In this project, we implemented two types of GANs. The first one is Deep Convolutional GAN that generates grumpy cat faces from random noise. The second one is CycleGAN that translates between Grumpy and Russian Blue.
In order to increase variety of data and reduce overfitting, the data augmentation randomly crops and flip the image.
Padding is calculated by equation $\frac{W}{2}=\frac{W-K+2P}{S}+1$. Plugging in the values we get the padding is 1. Same padding applies to generator's deconv layer.
This is the training loss for DCGAN without data augmentation. This is the training loss for DCGAN with data augmentation. For a GAN to converge, the discriminator loss should not be too small, otherwise the generator will fail to generate any output that gets through the discriminator. Also the loss should smoothly decrease without oscillation, as it suggest that training is unstable and certain problems like mode collapse might have happened.
Output at 400 epoch Output at 1400 epoch Output at 6400 epoch
Output at 600 epoch
Output at 1400 epoch
Output at 6400 epoch
For both methods, the output only shows some color patches at early epochs (around 400). At around 1400 epochs, the output starts to show the outline of the cat's face. At 6400 epoch, the basic method still have some problems with the eyes of cat and white colored region, the deluxe method looks very promising with some minor defects.

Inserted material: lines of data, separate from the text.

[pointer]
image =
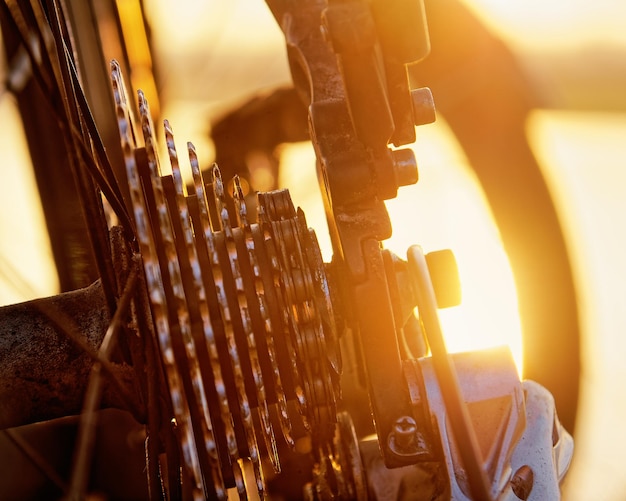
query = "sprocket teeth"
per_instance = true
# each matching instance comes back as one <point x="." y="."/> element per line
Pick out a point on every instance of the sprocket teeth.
<point x="239" y="319"/>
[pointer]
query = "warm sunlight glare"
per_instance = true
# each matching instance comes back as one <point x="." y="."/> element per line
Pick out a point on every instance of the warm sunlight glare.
<point x="445" y="209"/>
<point x="26" y="267"/>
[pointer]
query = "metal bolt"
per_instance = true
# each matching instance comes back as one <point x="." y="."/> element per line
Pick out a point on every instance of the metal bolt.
<point x="423" y="106"/>
<point x="402" y="439"/>
<point x="522" y="482"/>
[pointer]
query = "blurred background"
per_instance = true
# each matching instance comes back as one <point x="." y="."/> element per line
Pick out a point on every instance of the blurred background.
<point x="210" y="57"/>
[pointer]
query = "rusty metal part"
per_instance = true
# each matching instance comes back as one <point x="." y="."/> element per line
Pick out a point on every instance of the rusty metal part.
<point x="241" y="312"/>
<point x="47" y="348"/>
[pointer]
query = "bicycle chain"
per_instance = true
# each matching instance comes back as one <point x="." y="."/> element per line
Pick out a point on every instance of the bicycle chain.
<point x="240" y="311"/>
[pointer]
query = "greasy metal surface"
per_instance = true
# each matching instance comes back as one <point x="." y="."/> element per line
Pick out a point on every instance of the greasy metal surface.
<point x="44" y="367"/>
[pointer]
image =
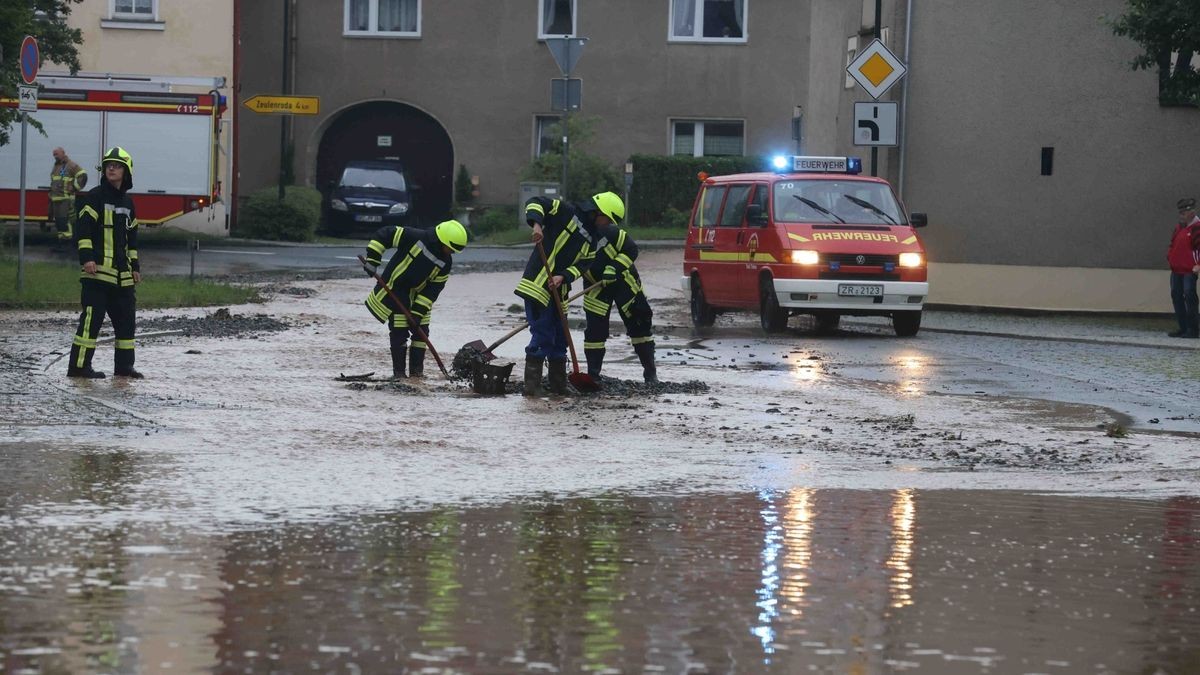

Training result without cycle consistency in 600 epoch.
Training result with cycle consistency in 600 epoch.
From the above results it is hard to see the benefit of cycle consistency. At 600 epoch it is not obvious as the outputs are very blurry.
The comparison of loss between these two methods shows that the cycle consistency yields smaller loss.
The result at 10000 epoch is much clearer and defected artifacts are few. Also, it is obvious that the generated face follows certain features of the original image, such as face shape and orientation.